El oscuro panorama potosino en torno a la seguridad carretera se refleja en otras fuentes estadísticas. La legisladora cita los reportes del Sistema Nacional de Seguridad Pública, que indican que en ese mismo 2025, la Fiscalía General del Estado reportó 419 carpetas de investigación por robo a transportista.
Mientras que los aseguradores contabilizaron ese año 531 robos carreteros en San Luis, de los cuales, en el 72 por ciento de los casos hubo violencia.
Aremy Velazco expresa que "para una legisladora originaria de San Luis Potosí, estas cifras representan además una obligación política de dar voz a una población que ha visto crecer de manera extraordinaria los registros de robo carretero y que demanda condiciones de seguridad para transitar por las vías que comunican al estado con el resto del país".
La iniciativa también reconoce el problema de la impunidad y de la complejidad que enfrenta el Estado mexicano para llevar una denuncia formal hasta el establecimiento de una responsabilidad penal.
Y aunque la diputada diferencia que las cifras del Inegi y del SNSP cuantifican categorías diferentes, también advierte que "la distancia entre ambos registros muestra que existe un volumen considerable de hechos conocidos por las autoridades policiales que no encuentra una correspondencia equivalente en las denuncias formalizadas ante el Ministerio Público".
Esta brecha es considerada preocupante porque implica que las autoridades estatales deben explicar "no sólo la evolución del delito, sino también las condiciones institucionales bajo las cuales las víctimas acceden o dejan de acceder a la procuración de justicia".
Indica que existen análisis sobre el posible origen de la falta de denuncia: miedo, distancias físicas de las agencias del Ministerio Público o, de plano, la percepción de las víctimas de que "denunciar puede no producir resultados".
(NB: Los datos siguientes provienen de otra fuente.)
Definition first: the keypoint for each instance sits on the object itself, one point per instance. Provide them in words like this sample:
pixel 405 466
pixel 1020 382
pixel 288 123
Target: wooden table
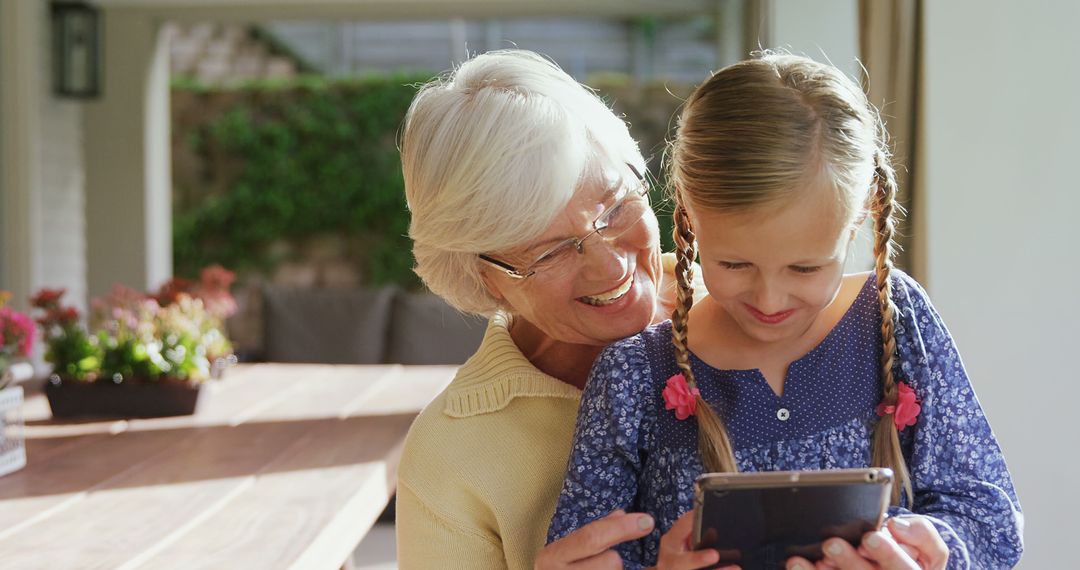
pixel 283 466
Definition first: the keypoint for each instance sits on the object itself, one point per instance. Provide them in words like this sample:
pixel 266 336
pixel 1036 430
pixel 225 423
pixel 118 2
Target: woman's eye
pixel 553 258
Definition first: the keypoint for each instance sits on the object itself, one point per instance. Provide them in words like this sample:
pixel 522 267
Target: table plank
pixel 295 516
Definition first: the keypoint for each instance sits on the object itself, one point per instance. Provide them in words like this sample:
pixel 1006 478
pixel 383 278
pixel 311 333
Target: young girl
pixel 790 364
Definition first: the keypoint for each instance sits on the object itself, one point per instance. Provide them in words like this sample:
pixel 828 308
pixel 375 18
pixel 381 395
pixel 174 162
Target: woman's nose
pixel 604 259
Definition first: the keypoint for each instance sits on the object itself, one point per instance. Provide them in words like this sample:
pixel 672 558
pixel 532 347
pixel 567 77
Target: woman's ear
pixel 491 284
El apartado dedicado a San Luis, como se ve, muy extenso, concluye que las estadísticas colocan al estado en una posición crítica dentro del fenómeno nacional y muestran que los ciudadanos potosinos enfrentan un riesgo carretero que no encuentra correspondencia suficiente en el número de investigaciones formalizadas.
"Ello obliga a señalar las deficiencias de la respuesta estatal, pero también a reconocer que el fenómeno rebasa una sola jurisdicción. Las rutas carreteras conectan entidades, los vehículos atraviesan múltiples territorios y las conductas delictivas pueden desplegarse y producir efectos más allá de los límites locales".